And so that act of walking became indicative of the way Heather has lived her life; on her own terms. She’s a thinker, a planner, a woman that envisions success before she has even made her first move. Oh how I admire that! She has a heart of gold and empathy for others that stretches for miles. She loves tirelessly and persistently. The challenges she has faced would break anyone else. Yet, she continues to tackle each and every one with determination, faith, and an unyielding spirit.

In her 38 years Heather has had many accomplishments. She is a graduate of the University of Tennessee. She enjoys a career as a graphic artist. She has been married to her one and only love Dave for 15 years. They have a beautiful, articulate, intelligent daughter named Alexis Rhea (Thank you Heather & Dave for giving her my middle name, Rhea.)

But if you asked Heather, her treasure above all, it would be the salvation she received through Jesus Christ.
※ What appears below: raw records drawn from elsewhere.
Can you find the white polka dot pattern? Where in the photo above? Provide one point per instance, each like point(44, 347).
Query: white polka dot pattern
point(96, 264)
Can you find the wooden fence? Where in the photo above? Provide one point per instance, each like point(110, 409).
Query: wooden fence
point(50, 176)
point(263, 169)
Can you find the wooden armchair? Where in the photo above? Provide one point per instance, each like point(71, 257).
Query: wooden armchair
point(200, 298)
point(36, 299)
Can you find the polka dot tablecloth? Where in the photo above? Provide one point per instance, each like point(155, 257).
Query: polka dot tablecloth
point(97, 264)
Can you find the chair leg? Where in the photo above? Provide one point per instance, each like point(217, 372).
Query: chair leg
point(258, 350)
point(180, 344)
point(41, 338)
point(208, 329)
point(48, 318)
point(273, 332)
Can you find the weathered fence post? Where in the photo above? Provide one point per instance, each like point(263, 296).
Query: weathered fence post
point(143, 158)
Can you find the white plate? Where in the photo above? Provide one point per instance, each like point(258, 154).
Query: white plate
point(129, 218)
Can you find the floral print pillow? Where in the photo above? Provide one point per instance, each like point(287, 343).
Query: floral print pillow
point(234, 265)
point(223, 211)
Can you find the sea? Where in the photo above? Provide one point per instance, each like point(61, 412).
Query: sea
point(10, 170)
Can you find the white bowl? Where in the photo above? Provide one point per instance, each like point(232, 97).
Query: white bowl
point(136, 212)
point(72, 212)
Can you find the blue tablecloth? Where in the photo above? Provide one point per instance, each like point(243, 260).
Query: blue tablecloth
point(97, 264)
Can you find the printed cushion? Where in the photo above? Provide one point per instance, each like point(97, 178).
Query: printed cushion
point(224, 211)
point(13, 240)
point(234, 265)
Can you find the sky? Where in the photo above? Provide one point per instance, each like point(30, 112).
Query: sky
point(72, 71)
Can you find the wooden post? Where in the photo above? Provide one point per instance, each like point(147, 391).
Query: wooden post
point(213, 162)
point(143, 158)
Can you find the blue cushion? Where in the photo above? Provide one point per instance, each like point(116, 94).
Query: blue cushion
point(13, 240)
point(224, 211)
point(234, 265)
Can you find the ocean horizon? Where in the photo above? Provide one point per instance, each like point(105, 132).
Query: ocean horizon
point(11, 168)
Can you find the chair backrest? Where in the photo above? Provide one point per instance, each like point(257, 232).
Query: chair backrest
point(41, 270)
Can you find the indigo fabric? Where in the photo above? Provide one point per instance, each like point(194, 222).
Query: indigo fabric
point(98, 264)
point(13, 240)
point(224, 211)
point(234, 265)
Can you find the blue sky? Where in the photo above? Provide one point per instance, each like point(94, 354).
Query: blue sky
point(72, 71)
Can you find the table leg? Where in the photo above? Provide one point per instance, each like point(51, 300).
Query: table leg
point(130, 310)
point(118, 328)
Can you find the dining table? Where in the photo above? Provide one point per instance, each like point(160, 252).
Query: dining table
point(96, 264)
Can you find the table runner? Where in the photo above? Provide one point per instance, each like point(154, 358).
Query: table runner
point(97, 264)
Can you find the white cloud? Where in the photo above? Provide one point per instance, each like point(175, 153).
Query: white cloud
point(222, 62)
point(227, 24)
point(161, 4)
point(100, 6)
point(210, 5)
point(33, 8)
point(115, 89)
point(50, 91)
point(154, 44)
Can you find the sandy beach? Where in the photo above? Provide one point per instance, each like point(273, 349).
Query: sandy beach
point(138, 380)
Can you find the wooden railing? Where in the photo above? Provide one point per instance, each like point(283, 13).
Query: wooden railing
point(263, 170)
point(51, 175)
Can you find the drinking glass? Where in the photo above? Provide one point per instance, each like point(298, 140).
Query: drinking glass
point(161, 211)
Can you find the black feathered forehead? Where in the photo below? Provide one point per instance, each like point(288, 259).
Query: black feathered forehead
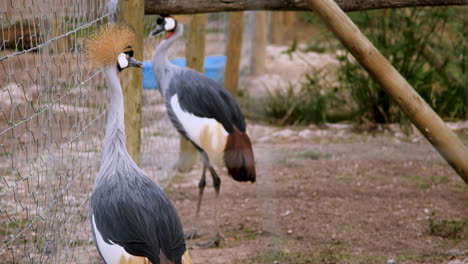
point(160, 19)
point(129, 51)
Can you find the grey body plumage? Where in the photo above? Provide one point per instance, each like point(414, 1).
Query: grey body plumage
point(126, 207)
point(192, 99)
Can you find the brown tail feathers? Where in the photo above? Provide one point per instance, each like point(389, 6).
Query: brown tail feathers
point(239, 158)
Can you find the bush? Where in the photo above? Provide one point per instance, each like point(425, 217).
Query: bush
point(421, 43)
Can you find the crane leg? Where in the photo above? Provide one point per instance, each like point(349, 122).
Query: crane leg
point(201, 186)
point(216, 240)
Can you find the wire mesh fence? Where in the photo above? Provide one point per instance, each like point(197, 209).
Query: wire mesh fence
point(52, 115)
point(52, 119)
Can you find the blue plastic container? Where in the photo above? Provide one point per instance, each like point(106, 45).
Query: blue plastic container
point(214, 69)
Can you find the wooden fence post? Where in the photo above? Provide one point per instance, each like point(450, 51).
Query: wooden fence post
point(425, 119)
point(259, 43)
point(195, 55)
point(132, 14)
point(233, 51)
point(277, 27)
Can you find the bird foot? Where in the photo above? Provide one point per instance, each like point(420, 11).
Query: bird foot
point(215, 242)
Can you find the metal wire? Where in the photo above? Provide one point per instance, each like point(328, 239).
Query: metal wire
point(52, 109)
point(52, 123)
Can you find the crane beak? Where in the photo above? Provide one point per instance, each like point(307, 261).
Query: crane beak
point(134, 63)
point(158, 30)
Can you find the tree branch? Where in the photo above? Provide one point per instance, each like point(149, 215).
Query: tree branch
point(208, 6)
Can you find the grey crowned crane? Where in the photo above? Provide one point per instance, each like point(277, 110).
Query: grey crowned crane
point(198, 107)
point(132, 220)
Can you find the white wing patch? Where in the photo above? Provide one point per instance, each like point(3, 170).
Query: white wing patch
point(199, 128)
point(112, 253)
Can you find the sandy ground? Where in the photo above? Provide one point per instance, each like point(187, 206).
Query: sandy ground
point(334, 196)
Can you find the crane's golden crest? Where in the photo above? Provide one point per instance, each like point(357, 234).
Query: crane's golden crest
point(104, 45)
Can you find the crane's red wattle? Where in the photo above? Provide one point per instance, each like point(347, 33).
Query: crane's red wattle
point(169, 34)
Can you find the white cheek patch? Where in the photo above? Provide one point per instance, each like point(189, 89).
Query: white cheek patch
point(122, 59)
point(170, 24)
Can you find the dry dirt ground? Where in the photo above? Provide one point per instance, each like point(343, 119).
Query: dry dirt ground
point(331, 195)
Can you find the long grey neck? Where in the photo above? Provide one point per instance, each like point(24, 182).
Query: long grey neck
point(161, 64)
point(114, 142)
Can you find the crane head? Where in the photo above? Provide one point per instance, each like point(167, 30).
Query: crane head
point(126, 60)
point(110, 46)
point(164, 23)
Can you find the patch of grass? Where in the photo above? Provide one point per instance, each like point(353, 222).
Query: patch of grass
point(311, 103)
point(333, 255)
point(312, 155)
point(242, 234)
point(452, 229)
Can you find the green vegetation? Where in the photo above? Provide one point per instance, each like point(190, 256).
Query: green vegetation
point(423, 44)
point(453, 229)
point(307, 105)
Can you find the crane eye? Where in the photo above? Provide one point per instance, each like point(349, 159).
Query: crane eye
point(170, 24)
point(159, 21)
point(122, 60)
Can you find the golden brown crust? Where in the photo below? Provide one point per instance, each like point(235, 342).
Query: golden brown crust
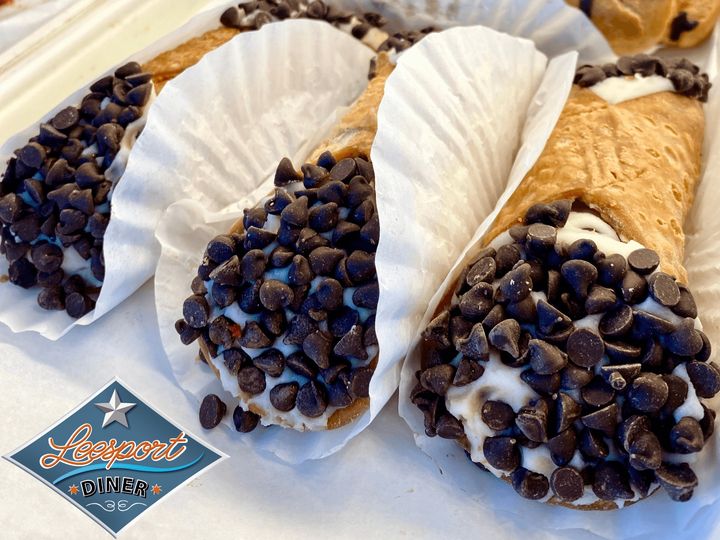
point(704, 12)
point(631, 26)
point(636, 163)
point(168, 65)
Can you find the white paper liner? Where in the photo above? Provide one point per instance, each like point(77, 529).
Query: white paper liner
point(486, 494)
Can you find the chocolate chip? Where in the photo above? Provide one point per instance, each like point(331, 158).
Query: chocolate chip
point(686, 306)
point(686, 437)
point(196, 311)
point(529, 484)
point(677, 479)
point(567, 484)
point(663, 289)
point(597, 392)
point(502, 453)
point(545, 359)
point(516, 285)
point(311, 399)
point(212, 410)
point(482, 270)
point(643, 261)
point(633, 288)
point(555, 213)
point(475, 346)
point(705, 378)
point(251, 380)
point(477, 302)
point(579, 275)
point(343, 170)
point(611, 482)
point(550, 319)
point(685, 340)
point(323, 260)
point(599, 300)
point(506, 258)
point(532, 421)
point(542, 384)
point(562, 447)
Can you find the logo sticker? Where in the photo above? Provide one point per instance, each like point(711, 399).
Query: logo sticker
point(114, 456)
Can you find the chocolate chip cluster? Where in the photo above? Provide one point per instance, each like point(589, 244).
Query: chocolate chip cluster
point(308, 282)
point(54, 194)
point(610, 394)
point(684, 75)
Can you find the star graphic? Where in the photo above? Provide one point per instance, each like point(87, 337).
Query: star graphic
point(115, 410)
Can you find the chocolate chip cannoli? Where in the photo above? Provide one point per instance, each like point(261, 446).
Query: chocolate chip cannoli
point(637, 25)
point(56, 191)
point(568, 358)
point(283, 306)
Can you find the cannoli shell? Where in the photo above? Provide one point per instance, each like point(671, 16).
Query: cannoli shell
point(636, 163)
point(352, 136)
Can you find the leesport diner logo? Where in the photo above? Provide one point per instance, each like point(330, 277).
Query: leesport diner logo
point(114, 456)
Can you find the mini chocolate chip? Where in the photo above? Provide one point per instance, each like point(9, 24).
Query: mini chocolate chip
point(686, 306)
point(555, 213)
point(542, 384)
point(482, 270)
point(567, 484)
point(705, 378)
point(438, 378)
point(611, 481)
point(599, 300)
point(529, 484)
point(251, 380)
point(467, 371)
point(685, 340)
point(597, 392)
point(516, 285)
point(449, 427)
point(506, 258)
point(311, 399)
point(475, 346)
point(686, 437)
point(502, 453)
point(278, 202)
point(550, 319)
point(286, 173)
point(196, 311)
point(343, 170)
point(212, 410)
point(579, 275)
point(245, 421)
point(562, 447)
point(643, 261)
point(351, 344)
point(633, 288)
point(663, 289)
point(283, 396)
point(323, 260)
point(545, 359)
point(677, 479)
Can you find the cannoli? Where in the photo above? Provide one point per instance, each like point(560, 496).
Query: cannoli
point(638, 25)
point(568, 358)
point(283, 305)
point(56, 191)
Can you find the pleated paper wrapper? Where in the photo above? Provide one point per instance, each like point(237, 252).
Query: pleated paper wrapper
point(466, 218)
point(506, 86)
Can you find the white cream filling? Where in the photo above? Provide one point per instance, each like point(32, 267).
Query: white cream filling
point(502, 383)
point(615, 90)
point(293, 419)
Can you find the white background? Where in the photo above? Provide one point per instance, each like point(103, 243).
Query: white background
point(379, 486)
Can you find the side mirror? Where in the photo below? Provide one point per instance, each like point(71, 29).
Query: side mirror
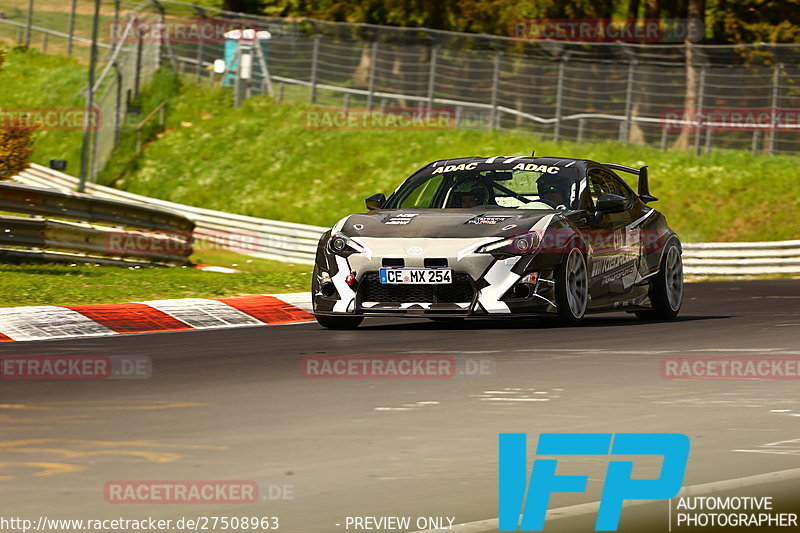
point(375, 201)
point(611, 203)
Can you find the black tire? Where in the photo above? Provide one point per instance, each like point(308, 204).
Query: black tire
point(339, 322)
point(666, 287)
point(572, 287)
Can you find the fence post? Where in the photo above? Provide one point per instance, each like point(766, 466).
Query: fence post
point(314, 62)
point(495, 89)
point(776, 77)
point(371, 87)
point(86, 154)
point(28, 24)
point(432, 75)
point(624, 132)
point(699, 111)
point(559, 95)
point(71, 33)
point(199, 56)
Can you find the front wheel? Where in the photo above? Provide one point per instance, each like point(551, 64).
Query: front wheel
point(339, 322)
point(666, 287)
point(572, 288)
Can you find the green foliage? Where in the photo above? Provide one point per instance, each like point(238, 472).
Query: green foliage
point(261, 160)
point(15, 142)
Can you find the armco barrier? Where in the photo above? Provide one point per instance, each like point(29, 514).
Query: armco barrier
point(86, 228)
point(286, 241)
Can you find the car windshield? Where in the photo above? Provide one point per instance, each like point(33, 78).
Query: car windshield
point(493, 188)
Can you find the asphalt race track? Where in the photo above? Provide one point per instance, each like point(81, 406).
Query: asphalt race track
point(234, 405)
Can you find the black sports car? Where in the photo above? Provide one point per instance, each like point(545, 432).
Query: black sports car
point(502, 236)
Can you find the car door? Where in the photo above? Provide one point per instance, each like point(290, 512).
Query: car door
point(615, 249)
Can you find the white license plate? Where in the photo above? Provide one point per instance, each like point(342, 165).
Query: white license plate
point(415, 276)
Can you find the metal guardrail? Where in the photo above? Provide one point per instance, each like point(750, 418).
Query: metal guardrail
point(269, 239)
point(89, 229)
point(297, 243)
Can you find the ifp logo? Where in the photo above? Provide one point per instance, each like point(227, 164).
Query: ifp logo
point(520, 513)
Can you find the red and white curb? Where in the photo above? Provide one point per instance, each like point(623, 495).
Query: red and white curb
point(45, 322)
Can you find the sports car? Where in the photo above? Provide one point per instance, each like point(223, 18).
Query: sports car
point(502, 237)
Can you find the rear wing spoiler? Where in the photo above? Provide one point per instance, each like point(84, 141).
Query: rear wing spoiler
point(644, 186)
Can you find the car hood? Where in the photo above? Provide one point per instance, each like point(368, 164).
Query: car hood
point(443, 223)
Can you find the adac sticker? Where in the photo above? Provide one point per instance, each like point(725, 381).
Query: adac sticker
point(486, 220)
point(533, 167)
point(400, 219)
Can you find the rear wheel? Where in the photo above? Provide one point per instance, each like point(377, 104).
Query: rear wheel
point(572, 287)
point(339, 322)
point(666, 287)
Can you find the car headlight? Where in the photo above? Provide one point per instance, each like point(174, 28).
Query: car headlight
point(341, 244)
point(516, 245)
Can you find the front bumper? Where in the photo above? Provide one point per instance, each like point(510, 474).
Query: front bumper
point(483, 285)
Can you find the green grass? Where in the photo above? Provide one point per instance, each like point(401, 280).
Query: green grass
point(260, 160)
point(86, 284)
point(40, 81)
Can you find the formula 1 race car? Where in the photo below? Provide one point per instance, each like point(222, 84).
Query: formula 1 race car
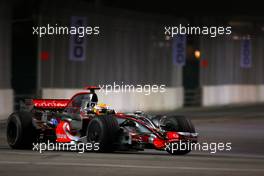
point(83, 119)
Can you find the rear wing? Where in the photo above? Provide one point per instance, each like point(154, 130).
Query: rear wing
point(49, 103)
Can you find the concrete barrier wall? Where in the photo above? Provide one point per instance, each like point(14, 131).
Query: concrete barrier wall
point(6, 103)
point(171, 99)
point(232, 94)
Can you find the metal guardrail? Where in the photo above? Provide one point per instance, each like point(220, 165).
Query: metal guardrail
point(192, 97)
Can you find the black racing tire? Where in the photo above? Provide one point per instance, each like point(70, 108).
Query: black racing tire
point(178, 124)
point(20, 131)
point(103, 130)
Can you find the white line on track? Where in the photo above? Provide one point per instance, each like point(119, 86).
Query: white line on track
point(131, 166)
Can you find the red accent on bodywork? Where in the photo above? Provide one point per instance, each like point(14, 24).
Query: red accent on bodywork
point(158, 143)
point(172, 135)
point(61, 133)
point(50, 103)
point(92, 87)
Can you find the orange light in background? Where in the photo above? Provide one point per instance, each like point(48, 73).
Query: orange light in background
point(197, 54)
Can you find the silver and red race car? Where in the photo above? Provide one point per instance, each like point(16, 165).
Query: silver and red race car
point(83, 119)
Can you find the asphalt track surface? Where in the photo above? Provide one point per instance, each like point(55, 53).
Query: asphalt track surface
point(243, 126)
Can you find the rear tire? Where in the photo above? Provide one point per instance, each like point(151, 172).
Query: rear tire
point(178, 124)
point(20, 130)
point(103, 130)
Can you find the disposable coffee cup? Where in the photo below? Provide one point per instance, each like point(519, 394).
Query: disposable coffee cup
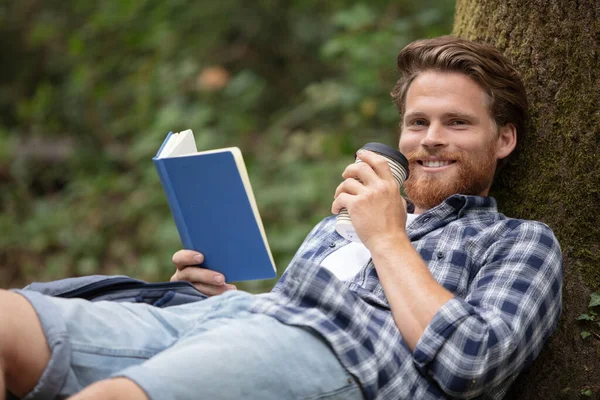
point(399, 167)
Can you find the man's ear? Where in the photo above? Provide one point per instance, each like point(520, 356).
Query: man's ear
point(507, 141)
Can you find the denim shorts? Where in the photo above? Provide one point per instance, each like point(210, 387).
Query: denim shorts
point(212, 349)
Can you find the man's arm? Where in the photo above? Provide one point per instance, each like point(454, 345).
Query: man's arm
point(378, 212)
point(466, 345)
point(512, 307)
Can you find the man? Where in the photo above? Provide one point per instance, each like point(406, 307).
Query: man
point(454, 304)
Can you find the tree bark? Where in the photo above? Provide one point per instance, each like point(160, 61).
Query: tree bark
point(555, 175)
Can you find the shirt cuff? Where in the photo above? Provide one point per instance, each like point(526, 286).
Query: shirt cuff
point(442, 326)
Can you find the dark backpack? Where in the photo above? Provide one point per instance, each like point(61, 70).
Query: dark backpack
point(120, 288)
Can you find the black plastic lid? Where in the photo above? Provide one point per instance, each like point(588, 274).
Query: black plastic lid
point(387, 151)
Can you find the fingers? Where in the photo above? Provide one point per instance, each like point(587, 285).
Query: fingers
point(378, 164)
point(185, 258)
point(361, 171)
point(199, 275)
point(341, 201)
point(350, 185)
point(206, 281)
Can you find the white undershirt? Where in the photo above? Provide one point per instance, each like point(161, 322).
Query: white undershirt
point(345, 262)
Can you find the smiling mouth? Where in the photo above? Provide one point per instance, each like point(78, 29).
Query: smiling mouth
point(435, 163)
That redemption continues to be the foundation of her life that all else works around. Her faith is uncompromising, unwavering, and undying.

This woman is one of my heroes. Is it selfish that I hope that I may have had a part in her becoming the woman that she is today? Because what a legacy that would be for me. Regardless if my influence was great or insignificant, I am one proud Mamma.

Happy Birthday Heather Denise,  Mamma loves you oh so much!